The novel also contains tender and humorous moments that kept it from slipping into horror, but at the same time, they did not diminish the serious events. My biggest quibble is with how Kermilla could have been trained in Cassie’s first court and learned nothing of the balance, but it’s not a real quibble. I understand all too well how that can happened based on my experiences with humans, but wish I couldn’t. The girl is broken at the core.
It’s the cultures and world building that really won me over, or rather not just the cultures but the intersections between them. In this story, Shalador’s Lady is a lowborn queen (a designation of power rather than hereditary leadership) brought into a very traditional land to redeem them from the damage of twisted queens (power-mad and unaware of the nurturing aspects a balanced queen would have). Cassie is so different from those twisted queens that not all accept her in such an important role, looking for the trappings and failing to recognize her true connection with the land and its people. It’s a lovely bit of cultural expectation on top of pheromones that rings true even when, to the objective eye, Cassie’s value, and the lack in her opponent queen, is obvious. Cassie, though, is no more objective than any of them, seeing the same weaknesses in herself that undermine the loyalty of those around her, and not seeing her strengths because of her concerns with loyalty based on her troubled past.
Add to this issue the court being composed of those who have been denied their true place and lived in refugee camps in the mountains as they alternately hid and attacked the twisted queens. No one is quite sure how things are supposed to be run, but they all have firm ideas about it, and not just those in this land either. The influence of those who command all queens and their courts is felt, though often enough as requested advice or assistance rather than imposed from outside.
I also appreciated the non-human magic users both for being true to their natures as dogs and cats rather than humans cloaked in fur and for how the humans didn’t always see the meaning behind the jeweled collars they wore, dismissing them as limited because of their fur. They are full characters with important roles, but the dogs also offer many of the humorous moments where dog nature and human nature clash.
Bishop even brings in economics, crops, and the consequences of overtaxing, all blended into the story to show how things can go well or wrong depending on who is placed in charge. I love complex societies with rich histories.
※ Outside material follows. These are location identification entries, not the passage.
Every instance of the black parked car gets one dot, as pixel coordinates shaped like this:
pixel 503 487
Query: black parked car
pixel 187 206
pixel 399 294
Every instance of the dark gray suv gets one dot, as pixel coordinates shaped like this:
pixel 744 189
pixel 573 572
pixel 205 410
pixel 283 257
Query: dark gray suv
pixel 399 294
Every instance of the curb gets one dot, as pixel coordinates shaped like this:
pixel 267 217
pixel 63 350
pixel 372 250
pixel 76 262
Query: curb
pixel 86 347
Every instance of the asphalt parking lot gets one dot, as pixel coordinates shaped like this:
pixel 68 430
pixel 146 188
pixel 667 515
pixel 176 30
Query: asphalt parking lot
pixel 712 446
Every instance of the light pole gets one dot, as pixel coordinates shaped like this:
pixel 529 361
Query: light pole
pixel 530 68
Shalador’s Lady has several, and many divisions between them based on history and prejudice so they feel real. I didn’t find any of it artificial or too carefully constructed. These were not characters who marched to the author’s drum but rather ones who lived in and around a solid framework but were able to make decisions, good or bad, that were well grounded in the world. The characters had room to succeed or fail, and to learn and grow, while the story arose from the world and stayed true to it.
As you might have guessed, I enjoyed this book immensely, and plan to seek out others in the series as well.